Varga-Brigio Medical Office


In the vein of historical allusions, Robert Venturi's aesthetic theory is full of references to historical precedent from the beginning. His Pearson House project (1957) is said to have "domes"; the Duke House renovation (1959) is said to have "a Louis XIV scale in the Louis XVI building." His firm reiterated sixteenth and seventeenth screens in the design of the facades of the Guild House, Fire Station Number 4 in Columbus, Indiana, as has been mentioned, and they alluded to oriental moongates in the Varga-Brigio Medical Building. An ancient oriental moongate in a modern occidental back fence signals the main entry to Venturi & Rauch's small medical office building of 1969 for Dr. George Varga and Dr. Frank Brigio in Bridgeton, New Jersey. The rest of the red brick building is plain, simple, unpretentious, and functionally direct. Urban planner Denise Scott-Brown Venturi says it looks "as if a Chinese restaurant rented space in a factory." Her comment is not intended as negative criticism. What the firm tries to achieve in its buildings, partner John Rauch says, is "to sex them up, just as restaurants do--but in the most inexpensive ways. In this case, we used scale to make it impressive." Instead of having a plain three-foot-by-seven-foot front door, the architects superimposed a symbolic, plum-red, thin wood screen with a circular opening as a means of gaining attention for the entry. A second arc, larger than the circular cutout, is overlaid on the screen "to imply a larger totality," the architects explain. Together, the two segments produce a linear tension, like a mammoth curled finger beckoning toward the door.

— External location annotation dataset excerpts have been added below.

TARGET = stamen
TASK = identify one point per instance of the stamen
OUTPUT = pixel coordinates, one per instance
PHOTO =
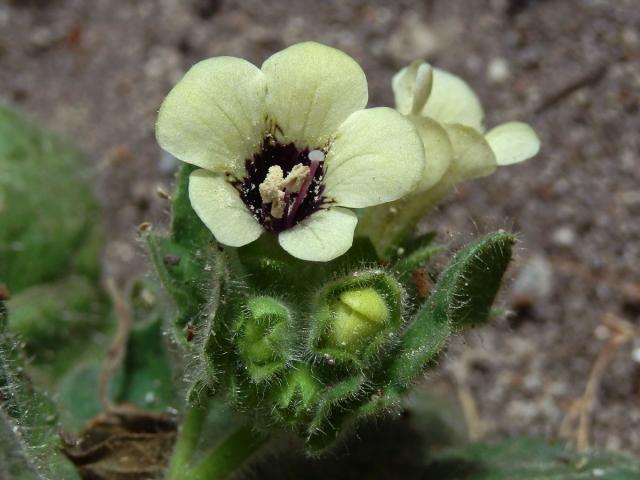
(305, 187)
(296, 178)
(316, 156)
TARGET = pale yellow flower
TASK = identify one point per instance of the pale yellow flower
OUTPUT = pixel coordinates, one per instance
(450, 119)
(287, 148)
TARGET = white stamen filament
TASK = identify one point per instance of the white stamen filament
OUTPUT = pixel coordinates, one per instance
(272, 189)
(316, 156)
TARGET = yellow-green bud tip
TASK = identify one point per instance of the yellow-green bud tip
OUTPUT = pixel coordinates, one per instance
(357, 316)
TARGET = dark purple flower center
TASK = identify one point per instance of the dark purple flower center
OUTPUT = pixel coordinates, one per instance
(294, 204)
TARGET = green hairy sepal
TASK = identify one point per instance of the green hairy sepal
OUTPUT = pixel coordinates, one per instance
(311, 347)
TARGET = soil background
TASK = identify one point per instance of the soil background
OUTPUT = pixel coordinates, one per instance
(96, 71)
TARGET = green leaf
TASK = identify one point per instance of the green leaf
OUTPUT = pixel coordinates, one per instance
(29, 444)
(466, 290)
(50, 223)
(186, 227)
(59, 322)
(463, 296)
(146, 377)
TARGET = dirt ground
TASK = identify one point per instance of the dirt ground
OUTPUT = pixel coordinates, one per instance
(97, 71)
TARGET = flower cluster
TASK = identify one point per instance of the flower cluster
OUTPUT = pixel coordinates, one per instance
(289, 149)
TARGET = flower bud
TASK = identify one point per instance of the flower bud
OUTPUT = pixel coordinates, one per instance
(294, 397)
(358, 315)
(355, 316)
(263, 337)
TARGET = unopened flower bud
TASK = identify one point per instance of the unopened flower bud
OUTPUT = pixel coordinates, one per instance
(264, 337)
(355, 316)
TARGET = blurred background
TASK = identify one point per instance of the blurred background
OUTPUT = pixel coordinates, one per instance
(96, 71)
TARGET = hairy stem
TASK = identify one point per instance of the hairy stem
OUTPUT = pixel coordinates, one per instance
(186, 443)
(230, 455)
(227, 455)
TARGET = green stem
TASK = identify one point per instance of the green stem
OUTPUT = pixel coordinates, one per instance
(187, 442)
(228, 456)
(222, 460)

Besides this decorative symbolism, at the entry Venturi & Rauch applied some of their other motifs to the ordinary looking building. Diagonally sited on a suburban lot, the medical building also has its entry corner chamfered, as the other end was originally designed. Within the chamfered diagonal corner porch, the main entry behind the screen is in a zigzagging wall of white brick. The elevations show a calculated juxtaposition of voids of varying sizes: a giant fixed pane is tautly squeezed up high against the skinny roof line and crashes against the entry porch. Venturi's composition with fenestration, here as in his other buildings, creates a tension between contrasting sizes, between two scales, and gives the building an appearance of unusual depth for so thin a structure. Yet the historical oriental allusion is Venturi & Rauch's most kinkily whimsical and the most potently novel detail in the building.
C. Ray Smith, Supermannerism: New Attitudes in Post-Modern Architecture (New York: E. P. Dutton, 1977), pp. 262-64.